Rumah Pondok Indah
Rumah Pondok Indah − Kisah ini terjadi ketika kami pindah ke rumah pondok indah tersebut sekitar tahun 2002, itu tepat dimana anak pertama kami lahir. Dari sinilah mulai muncul hantu yang mengganggu di rumah tersebut. Istri saya yang pertama merasakan ada keanehan di rumah tersebut sewaktu dia berada di kamar kami untuk menemani anak pertama kami tertidur. Saat anak kita tertidur, istri saya hendak keluar kamar untuk menjemur pakaian namun setelah balik ke kamar.
Dia melihat ada anak laki-laki umur 8-9 tahun yang bertubuh hitam legam sedang memandangi bayi kami di atas kasur. Istri saya cepat-cepat teriak karena tidak tahan dengan badan anak itu yang sangat ganjil. Beberapa bulan kemudian kami masih suka diganggu oleh makhluk halus di rumah itu. Kejadian berikutnya yaitu terjadi pada saya sendiri.
Anak kami waktu itu berumur 5 bulan dan suatu malam dia terbangun dan menangis, sebagai orang tua baru kami mulai hafal tangisannya kalau dia sedang lapar. Saya bangun dan menggendong anak saya dan kami pergi ke dapur. Anak saya yang tadinya mulai anteng karena saya ajak berceloteh dan saya gendong beberapa menit kemudian mulai menangis kembali.
Kali ini dia seperti ketakutan karena melihat sesuatu, saya yang tidak takut dengan hal-hal gaib membelokkan badan ke kiri, kanan, kebelakang untuk melihat sesuatu. Ternyata tidak apa-apa di dapur ini. Saya berusaha menenangkan anak saya sambil mengaduk-aduk bubur bayi yang tengah dibuat.

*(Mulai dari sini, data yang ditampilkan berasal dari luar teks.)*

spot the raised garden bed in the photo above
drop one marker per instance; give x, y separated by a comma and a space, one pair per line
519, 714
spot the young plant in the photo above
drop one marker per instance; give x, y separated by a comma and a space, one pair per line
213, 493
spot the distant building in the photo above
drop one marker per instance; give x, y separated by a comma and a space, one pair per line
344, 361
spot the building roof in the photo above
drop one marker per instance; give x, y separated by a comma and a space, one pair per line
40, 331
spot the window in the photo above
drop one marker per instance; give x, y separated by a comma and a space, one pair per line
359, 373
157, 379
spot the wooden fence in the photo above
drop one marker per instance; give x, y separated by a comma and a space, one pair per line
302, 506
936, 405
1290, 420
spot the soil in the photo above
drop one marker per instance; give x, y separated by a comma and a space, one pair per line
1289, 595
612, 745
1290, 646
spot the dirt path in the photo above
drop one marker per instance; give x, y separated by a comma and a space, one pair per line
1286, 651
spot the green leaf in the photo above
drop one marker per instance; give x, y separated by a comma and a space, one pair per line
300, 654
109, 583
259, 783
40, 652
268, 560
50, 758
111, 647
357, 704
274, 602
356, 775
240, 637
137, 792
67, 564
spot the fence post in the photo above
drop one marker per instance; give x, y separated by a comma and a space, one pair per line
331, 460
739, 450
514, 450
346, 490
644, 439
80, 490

Begitu kami keluar dari dapur, jantung saya seketika hampir copot karena melihat ada sosok baju putih dengan rambut sangat panjang sedang duduk di “atas meja makan” sambil mengayunkan kakinya.
Seketika saja anak saya menjerit ketakutan. Mulut saya juga dibarengi komat-kamit untuk membaca surat-surat pendek yang saya hafal. Sambil melihat wajahnya yang putih pucat, saya seperti terserang serangan jantung dan hampir tidak bisa menggerakkan kaki saya. Anak saya masih terus menangis memalingkan mukanya dari makhluk itu.

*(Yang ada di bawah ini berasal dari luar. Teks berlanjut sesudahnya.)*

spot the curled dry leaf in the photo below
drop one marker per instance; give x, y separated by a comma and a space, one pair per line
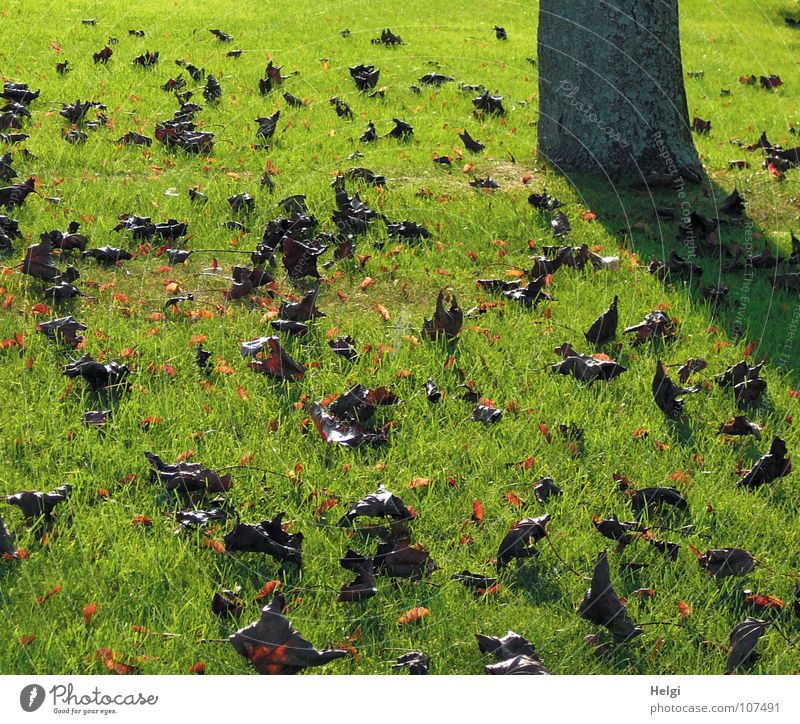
363, 587
586, 368
770, 467
445, 323
34, 504
604, 328
98, 375
656, 326
520, 541
273, 645
413, 615
724, 562
348, 434
228, 603
279, 365
398, 558
740, 426
666, 393
268, 537
601, 605
187, 477
743, 640
63, 330
7, 549
514, 654
380, 504
417, 663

Tiba-tiba saja, entah kekuatan darimana, saya bisa menggerakan kaki saya dan berlari keluar rumah. Istri saya yang mendengar suara tangisan anak kami, langsung berlari dari arah tangga dan menuju ke luar rumah. saya menyerahkan anak saya ke istri saya sambil bertanya. “Kenapa pih?”.
“Kuntilanak!” istri saya yang juga ketakutan memeluk erat anak saya. Saya masuk ke dalam rumah kembali dan menuju ke dapur, ternyata sudah tidak ada sosok itu di meja makan. Setelah kejadian tersebut akhirnya kami sekeluarga pergi dari rumah pondok indah tersebut.